A one-armed bartender. A redneck explosives expert. A gimp-legged construction worker. Nail-polished cockroaches. Add a NASCAR robbery, a beauty pageant, and the double-edged sword of patriotism and you’ve got the main ingredients for Steven Soderbergh‘s Logan Lucky – a delicious little oddity that reverses (mostly) the tobacco-chewing, thickheaded redneck stereotype in favor of Ocean’s Eleven-level Southern prowess.

Having lost his construction job filling up a sinkhole at the Charlotte Motor Speedway due to the liability of a preexisting condition (a slight limp caused by an old football injury), Jimmy Logan (Channing Tatum) resolves to rob the famous NASCAR track using his knowledge of the venue’s paper currency pneumatic system. He enlists help of his brother Clyde (the terrific Adam Driver), a depressed veteran with a prosthetic hand who believes that the Logan family has been cursed with extraordinarily bad luck. Realizing their need for a safe-cracking wiz, they opt to temporarily break the wile-tongued Joe Bang (Daniel Craig) out of prison for the job.

I legitimately believe that these are true NASCAR fans.

Fans of Soderbergh will likely compare it to the aforementioned Ocean’s Eleven.
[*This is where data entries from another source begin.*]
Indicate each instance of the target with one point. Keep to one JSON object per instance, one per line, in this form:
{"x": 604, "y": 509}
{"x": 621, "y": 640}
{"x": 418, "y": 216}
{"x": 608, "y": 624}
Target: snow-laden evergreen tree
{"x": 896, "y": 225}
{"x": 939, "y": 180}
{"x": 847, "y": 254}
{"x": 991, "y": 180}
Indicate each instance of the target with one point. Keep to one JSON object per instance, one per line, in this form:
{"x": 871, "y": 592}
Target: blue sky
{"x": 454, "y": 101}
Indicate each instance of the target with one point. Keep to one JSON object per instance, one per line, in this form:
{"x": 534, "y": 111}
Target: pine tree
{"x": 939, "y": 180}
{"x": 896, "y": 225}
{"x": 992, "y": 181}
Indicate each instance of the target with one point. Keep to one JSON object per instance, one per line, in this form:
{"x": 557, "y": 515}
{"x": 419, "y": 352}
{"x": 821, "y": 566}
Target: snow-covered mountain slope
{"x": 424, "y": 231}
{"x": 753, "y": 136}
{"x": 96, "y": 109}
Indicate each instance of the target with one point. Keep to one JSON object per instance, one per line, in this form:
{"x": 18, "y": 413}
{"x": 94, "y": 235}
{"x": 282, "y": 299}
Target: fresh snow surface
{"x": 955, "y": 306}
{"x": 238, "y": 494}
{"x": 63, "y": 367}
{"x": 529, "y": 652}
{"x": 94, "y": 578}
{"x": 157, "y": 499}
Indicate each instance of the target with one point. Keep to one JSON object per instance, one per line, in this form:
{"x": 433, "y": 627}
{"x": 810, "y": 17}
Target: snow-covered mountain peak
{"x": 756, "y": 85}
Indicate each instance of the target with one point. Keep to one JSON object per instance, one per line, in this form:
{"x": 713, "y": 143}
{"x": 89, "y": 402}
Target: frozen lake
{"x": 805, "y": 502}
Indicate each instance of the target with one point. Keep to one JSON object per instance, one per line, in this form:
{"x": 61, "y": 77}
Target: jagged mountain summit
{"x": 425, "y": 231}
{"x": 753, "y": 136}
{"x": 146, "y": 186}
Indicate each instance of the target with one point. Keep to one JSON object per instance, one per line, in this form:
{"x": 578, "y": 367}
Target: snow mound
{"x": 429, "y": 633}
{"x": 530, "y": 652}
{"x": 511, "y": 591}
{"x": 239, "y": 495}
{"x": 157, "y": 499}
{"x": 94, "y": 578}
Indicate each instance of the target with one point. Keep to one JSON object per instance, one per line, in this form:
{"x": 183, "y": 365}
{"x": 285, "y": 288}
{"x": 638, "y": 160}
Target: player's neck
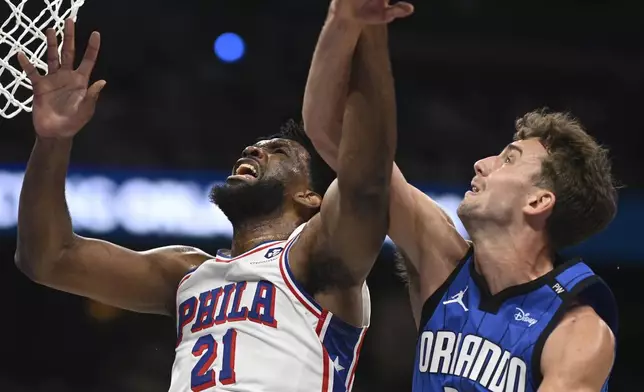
{"x": 252, "y": 234}
{"x": 508, "y": 258}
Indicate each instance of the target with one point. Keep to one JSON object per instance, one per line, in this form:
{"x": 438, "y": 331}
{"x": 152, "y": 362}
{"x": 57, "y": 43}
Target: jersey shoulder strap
{"x": 432, "y": 302}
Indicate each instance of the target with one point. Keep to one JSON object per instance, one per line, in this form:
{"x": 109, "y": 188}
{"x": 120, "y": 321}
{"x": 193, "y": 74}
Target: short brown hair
{"x": 577, "y": 170}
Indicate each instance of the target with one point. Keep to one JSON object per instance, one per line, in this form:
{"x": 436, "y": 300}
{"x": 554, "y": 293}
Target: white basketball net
{"x": 24, "y": 31}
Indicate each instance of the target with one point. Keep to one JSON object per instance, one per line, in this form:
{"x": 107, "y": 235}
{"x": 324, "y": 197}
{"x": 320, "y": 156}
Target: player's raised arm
{"x": 48, "y": 250}
{"x": 352, "y": 223}
{"x": 417, "y": 224}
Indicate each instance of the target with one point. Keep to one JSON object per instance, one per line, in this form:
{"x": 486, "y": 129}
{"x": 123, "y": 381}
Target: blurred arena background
{"x": 178, "y": 109}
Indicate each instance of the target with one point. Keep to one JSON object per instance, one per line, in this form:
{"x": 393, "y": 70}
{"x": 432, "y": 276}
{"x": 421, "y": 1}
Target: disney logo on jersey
{"x": 273, "y": 252}
{"x": 471, "y": 358}
{"x": 524, "y": 317}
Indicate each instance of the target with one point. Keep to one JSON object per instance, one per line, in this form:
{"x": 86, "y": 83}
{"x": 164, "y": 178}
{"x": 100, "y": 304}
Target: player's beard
{"x": 243, "y": 203}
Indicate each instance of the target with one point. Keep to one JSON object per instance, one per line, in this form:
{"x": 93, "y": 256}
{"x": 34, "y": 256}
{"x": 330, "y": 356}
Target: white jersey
{"x": 244, "y": 324}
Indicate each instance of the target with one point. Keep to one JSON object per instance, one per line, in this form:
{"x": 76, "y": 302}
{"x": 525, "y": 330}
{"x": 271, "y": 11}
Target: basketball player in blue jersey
{"x": 309, "y": 295}
{"x": 500, "y": 313}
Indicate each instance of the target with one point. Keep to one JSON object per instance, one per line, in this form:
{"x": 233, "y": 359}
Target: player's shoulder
{"x": 583, "y": 319}
{"x": 188, "y": 255}
{"x": 581, "y": 329}
{"x": 580, "y": 351}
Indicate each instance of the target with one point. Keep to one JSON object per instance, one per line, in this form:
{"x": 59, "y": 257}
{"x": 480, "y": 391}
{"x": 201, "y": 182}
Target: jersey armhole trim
{"x": 432, "y": 302}
{"x": 305, "y": 298}
{"x": 552, "y": 324}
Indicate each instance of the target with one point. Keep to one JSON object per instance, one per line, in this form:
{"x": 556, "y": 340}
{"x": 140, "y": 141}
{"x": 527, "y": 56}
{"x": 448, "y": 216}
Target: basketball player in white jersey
{"x": 550, "y": 188}
{"x": 286, "y": 308}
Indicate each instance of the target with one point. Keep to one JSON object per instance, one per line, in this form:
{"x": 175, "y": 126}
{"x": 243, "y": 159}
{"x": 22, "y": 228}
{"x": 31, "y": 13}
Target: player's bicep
{"x": 139, "y": 281}
{"x": 579, "y": 354}
{"x": 354, "y": 227}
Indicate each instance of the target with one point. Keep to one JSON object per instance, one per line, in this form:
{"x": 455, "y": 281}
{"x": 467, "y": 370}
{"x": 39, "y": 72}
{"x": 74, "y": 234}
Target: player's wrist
{"x": 341, "y": 21}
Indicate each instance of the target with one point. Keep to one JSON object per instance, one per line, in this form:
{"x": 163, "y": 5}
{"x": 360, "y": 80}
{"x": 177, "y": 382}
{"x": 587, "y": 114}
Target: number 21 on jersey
{"x": 203, "y": 376}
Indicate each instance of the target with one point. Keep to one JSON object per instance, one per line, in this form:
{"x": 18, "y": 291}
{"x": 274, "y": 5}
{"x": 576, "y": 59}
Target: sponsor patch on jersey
{"x": 273, "y": 252}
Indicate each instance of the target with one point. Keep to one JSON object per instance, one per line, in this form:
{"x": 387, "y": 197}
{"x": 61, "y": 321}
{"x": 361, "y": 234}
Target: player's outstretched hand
{"x": 370, "y": 12}
{"x": 63, "y": 103}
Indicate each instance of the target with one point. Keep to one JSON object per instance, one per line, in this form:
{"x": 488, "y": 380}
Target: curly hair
{"x": 577, "y": 170}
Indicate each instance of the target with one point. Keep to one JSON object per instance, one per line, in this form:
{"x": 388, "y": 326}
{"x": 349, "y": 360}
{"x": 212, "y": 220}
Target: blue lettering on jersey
{"x": 273, "y": 252}
{"x": 472, "y": 341}
{"x": 200, "y": 310}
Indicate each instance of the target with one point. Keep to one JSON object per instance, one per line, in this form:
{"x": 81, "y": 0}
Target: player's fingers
{"x": 94, "y": 91}
{"x": 91, "y": 53}
{"x": 53, "y": 62}
{"x": 69, "y": 47}
{"x": 401, "y": 9}
{"x": 29, "y": 68}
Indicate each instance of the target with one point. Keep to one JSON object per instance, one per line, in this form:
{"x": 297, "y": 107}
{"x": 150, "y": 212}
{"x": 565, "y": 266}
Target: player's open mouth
{"x": 246, "y": 169}
{"x": 474, "y": 189}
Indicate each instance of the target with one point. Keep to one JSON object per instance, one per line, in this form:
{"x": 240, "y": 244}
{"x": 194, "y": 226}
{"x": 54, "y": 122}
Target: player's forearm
{"x": 326, "y": 87}
{"x": 44, "y": 223}
{"x": 368, "y": 143}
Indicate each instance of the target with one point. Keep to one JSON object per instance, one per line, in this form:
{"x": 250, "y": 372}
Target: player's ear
{"x": 308, "y": 199}
{"x": 540, "y": 204}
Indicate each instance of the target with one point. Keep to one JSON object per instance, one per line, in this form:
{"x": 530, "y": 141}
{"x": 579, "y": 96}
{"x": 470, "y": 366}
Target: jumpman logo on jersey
{"x": 337, "y": 365}
{"x": 458, "y": 298}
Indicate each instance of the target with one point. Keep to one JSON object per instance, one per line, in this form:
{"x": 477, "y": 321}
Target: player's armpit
{"x": 144, "y": 282}
{"x": 579, "y": 354}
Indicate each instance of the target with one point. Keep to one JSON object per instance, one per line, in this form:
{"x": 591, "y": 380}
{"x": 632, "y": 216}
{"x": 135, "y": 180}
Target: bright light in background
{"x": 229, "y": 47}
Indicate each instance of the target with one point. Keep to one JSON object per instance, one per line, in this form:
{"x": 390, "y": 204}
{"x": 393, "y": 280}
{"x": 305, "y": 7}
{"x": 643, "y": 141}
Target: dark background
{"x": 464, "y": 70}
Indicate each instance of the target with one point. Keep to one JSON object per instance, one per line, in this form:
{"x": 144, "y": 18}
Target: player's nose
{"x": 484, "y": 166}
{"x": 253, "y": 152}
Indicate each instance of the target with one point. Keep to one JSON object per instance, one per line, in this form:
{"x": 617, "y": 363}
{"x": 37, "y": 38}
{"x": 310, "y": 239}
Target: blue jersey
{"x": 473, "y": 341}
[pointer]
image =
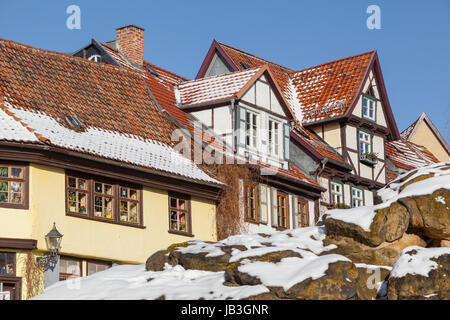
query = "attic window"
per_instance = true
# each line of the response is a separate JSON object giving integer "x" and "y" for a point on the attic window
{"x": 96, "y": 58}
{"x": 73, "y": 122}
{"x": 153, "y": 72}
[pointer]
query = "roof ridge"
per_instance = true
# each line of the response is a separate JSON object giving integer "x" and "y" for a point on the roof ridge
{"x": 255, "y": 56}
{"x": 222, "y": 75}
{"x": 168, "y": 71}
{"x": 68, "y": 56}
{"x": 333, "y": 61}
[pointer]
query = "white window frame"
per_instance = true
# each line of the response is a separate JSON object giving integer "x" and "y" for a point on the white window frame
{"x": 273, "y": 137}
{"x": 364, "y": 142}
{"x": 251, "y": 129}
{"x": 357, "y": 200}
{"x": 96, "y": 58}
{"x": 335, "y": 194}
{"x": 370, "y": 105}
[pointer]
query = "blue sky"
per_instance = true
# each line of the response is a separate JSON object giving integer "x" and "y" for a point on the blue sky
{"x": 413, "y": 42}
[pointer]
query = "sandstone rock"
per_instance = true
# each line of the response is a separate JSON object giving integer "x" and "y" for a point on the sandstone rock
{"x": 389, "y": 224}
{"x": 385, "y": 254}
{"x": 419, "y": 275}
{"x": 370, "y": 280}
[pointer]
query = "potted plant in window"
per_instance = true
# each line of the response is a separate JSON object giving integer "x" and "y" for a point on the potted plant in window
{"x": 369, "y": 157}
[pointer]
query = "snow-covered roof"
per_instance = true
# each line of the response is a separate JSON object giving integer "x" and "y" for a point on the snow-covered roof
{"x": 119, "y": 119}
{"x": 215, "y": 88}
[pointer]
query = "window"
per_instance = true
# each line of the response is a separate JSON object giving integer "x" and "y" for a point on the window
{"x": 13, "y": 185}
{"x": 96, "y": 58}
{"x": 69, "y": 268}
{"x": 179, "y": 214}
{"x": 251, "y": 128}
{"x": 337, "y": 192}
{"x": 251, "y": 203}
{"x": 8, "y": 263}
{"x": 274, "y": 129}
{"x": 283, "y": 209}
{"x": 97, "y": 266}
{"x": 368, "y": 107}
{"x": 303, "y": 213}
{"x": 129, "y": 205}
{"x": 103, "y": 201}
{"x": 365, "y": 142}
{"x": 77, "y": 195}
{"x": 357, "y": 197}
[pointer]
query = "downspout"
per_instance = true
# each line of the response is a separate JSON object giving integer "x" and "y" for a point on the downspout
{"x": 233, "y": 121}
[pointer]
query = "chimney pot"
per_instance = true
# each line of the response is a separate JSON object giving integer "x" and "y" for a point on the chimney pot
{"x": 130, "y": 42}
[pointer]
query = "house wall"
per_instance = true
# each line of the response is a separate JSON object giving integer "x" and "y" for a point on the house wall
{"x": 99, "y": 240}
{"x": 424, "y": 136}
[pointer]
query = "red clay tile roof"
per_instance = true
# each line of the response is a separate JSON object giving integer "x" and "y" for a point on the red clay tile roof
{"x": 328, "y": 90}
{"x": 406, "y": 155}
{"x": 318, "y": 145}
{"x": 119, "y": 117}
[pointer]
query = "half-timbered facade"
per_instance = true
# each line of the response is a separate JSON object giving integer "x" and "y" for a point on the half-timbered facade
{"x": 340, "y": 105}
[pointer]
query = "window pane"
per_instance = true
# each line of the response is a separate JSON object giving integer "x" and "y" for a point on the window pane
{"x": 4, "y": 172}
{"x": 82, "y": 184}
{"x": 7, "y": 263}
{"x": 16, "y": 173}
{"x": 72, "y": 182}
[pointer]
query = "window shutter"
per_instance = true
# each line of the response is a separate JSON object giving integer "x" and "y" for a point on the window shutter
{"x": 241, "y": 126}
{"x": 286, "y": 139}
{"x": 241, "y": 198}
{"x": 274, "y": 205}
{"x": 263, "y": 209}
{"x": 295, "y": 213}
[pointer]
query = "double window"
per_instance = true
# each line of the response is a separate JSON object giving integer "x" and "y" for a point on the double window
{"x": 13, "y": 186}
{"x": 251, "y": 129}
{"x": 274, "y": 133}
{"x": 179, "y": 214}
{"x": 357, "y": 197}
{"x": 303, "y": 213}
{"x": 365, "y": 142}
{"x": 337, "y": 192}
{"x": 7, "y": 263}
{"x": 251, "y": 202}
{"x": 104, "y": 201}
{"x": 369, "y": 107}
{"x": 283, "y": 210}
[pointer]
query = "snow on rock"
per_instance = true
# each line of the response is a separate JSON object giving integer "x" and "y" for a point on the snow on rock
{"x": 129, "y": 282}
{"x": 417, "y": 261}
{"x": 402, "y": 186}
{"x": 290, "y": 271}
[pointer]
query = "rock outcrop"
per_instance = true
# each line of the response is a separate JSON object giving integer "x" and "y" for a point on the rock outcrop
{"x": 419, "y": 274}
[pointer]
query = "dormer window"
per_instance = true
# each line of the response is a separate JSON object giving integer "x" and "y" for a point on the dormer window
{"x": 369, "y": 108}
{"x": 96, "y": 58}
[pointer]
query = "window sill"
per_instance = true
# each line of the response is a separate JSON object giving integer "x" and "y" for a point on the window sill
{"x": 106, "y": 220}
{"x": 251, "y": 221}
{"x": 14, "y": 206}
{"x": 181, "y": 233}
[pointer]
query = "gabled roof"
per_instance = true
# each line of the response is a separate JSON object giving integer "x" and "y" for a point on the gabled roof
{"x": 409, "y": 132}
{"x": 320, "y": 93}
{"x": 216, "y": 88}
{"x": 317, "y": 146}
{"x": 328, "y": 90}
{"x": 228, "y": 86}
{"x": 120, "y": 121}
{"x": 406, "y": 155}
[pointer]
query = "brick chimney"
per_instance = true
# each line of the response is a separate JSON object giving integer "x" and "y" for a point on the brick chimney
{"x": 130, "y": 42}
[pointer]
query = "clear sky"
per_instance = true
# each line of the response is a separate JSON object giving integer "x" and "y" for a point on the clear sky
{"x": 413, "y": 43}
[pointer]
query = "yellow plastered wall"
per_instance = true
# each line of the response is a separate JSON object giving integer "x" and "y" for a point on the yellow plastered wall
{"x": 424, "y": 136}
{"x": 99, "y": 240}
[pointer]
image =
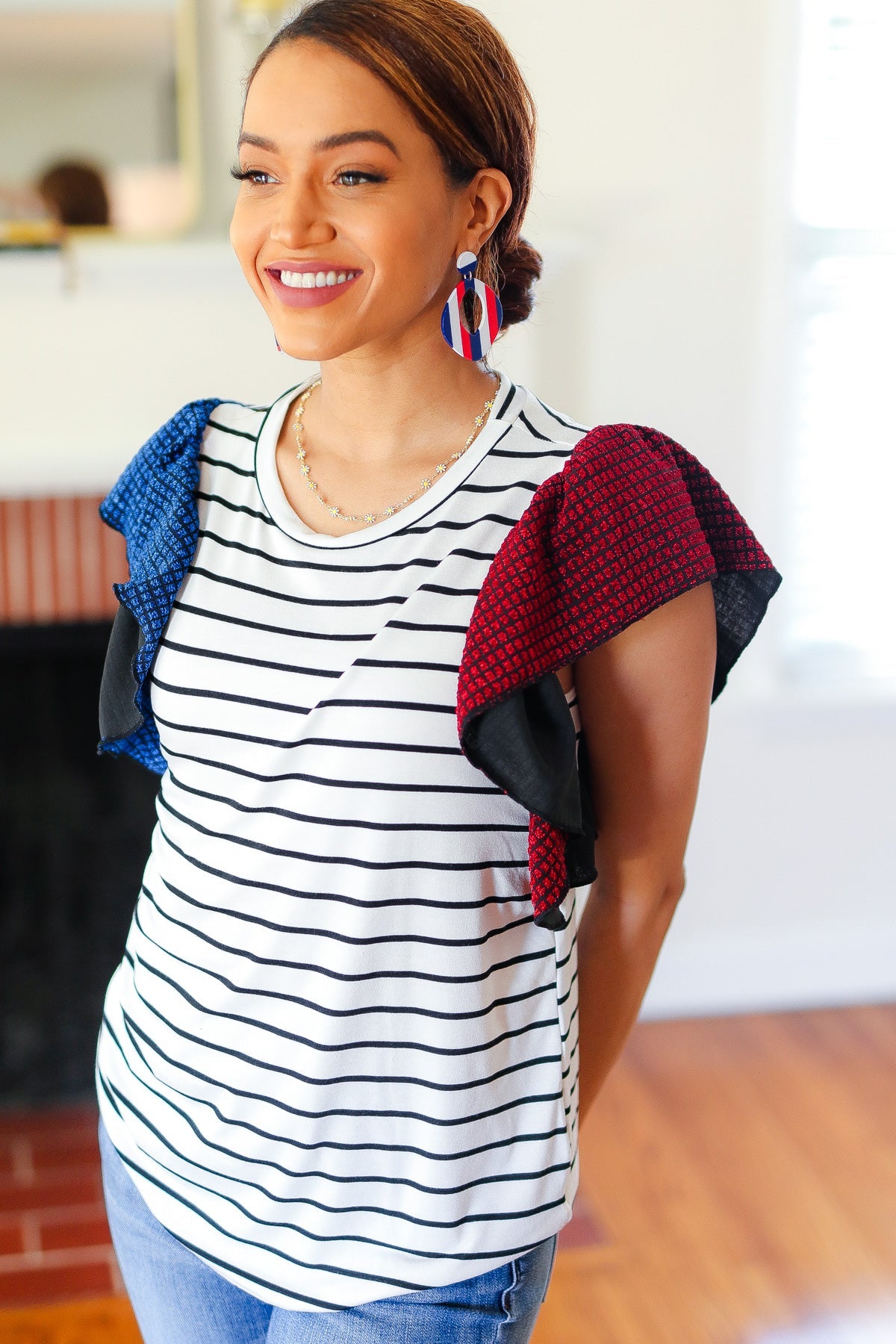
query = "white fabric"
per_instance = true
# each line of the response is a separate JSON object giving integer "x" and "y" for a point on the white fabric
{"x": 337, "y": 1057}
Anticipating this, the film blatantly sports an amusing reference that admits as much; in actuality, the two films only have a basic commonality with Lucky taking a far more languid, more minuscule approach. There isn’t an Andy Garcia-esque villain to be outwitted or a stolen love interest awaiting reclamation. Despite the presence of an explosive expert, the film’s largest discharge is a mild poof by comparison to Eleven‘s mainstream pyrotechnics. Rather, the focus is far more personal with two promising American boys having been totally screwed by bureaucracy and the general, tragic dismissal of wounded vets. It’s much harder pull oneself up from the “bootstraps” if one has a limp.

Under the assured direction and cinematography of Soderbergh (under the alias of Peter Andrews), Logan Lucky is a competent, visually-pleasing affair with some terrific performances from an all-star cast that includes the likes of Katie HolmesKatherine Waterston, (Alien: Covenant; Fantastic Beasts and Where to Find Them), Sebastian Stan, (Captain America: The Winter Soldier; The Martian) and Seth MacFarlane (to name a few). The big standout is Daniel Craig (SPECTRE) in a hilarious, scene-stealing turn as the ridiculously (though appropriately) named Joe Bang (heck, if the James Bond films can feature names such as Pussy Galore and Holly Goodhead, Logan Lucky can have Joe Bang). Simply relishing an opportunity to play against type, Craig is a delight.

Sadly, he doesn’t introduce himself as “Bang. Joe Bang.”

Despite earning much goodwill through the first two acts, Logan Lucky succumbs to the Logan curse in an unlikely way – a poor third act that muddles much of what came before. In an effort to insert a series of twists that includes a hotshot detective (a wasted Hilary Swank) hot on their trail, the film loses its focus and opens itself up to a plethora of plot holes large enough to cause the sinkhole that kicked off the plot (a blunder that, respectively, also hampered Ocean’s Twelve).

Nonetheless, Logan Lucky is a worthwhile endeavor. While it may not be a laugh-out-loud funny as advertised (it doesn’t try to be) or as smart as it implies (the third act devolution suggests the alternate definition of the word “smart”), Lucky remains an amusing diversion made all the better by its entertaining cast.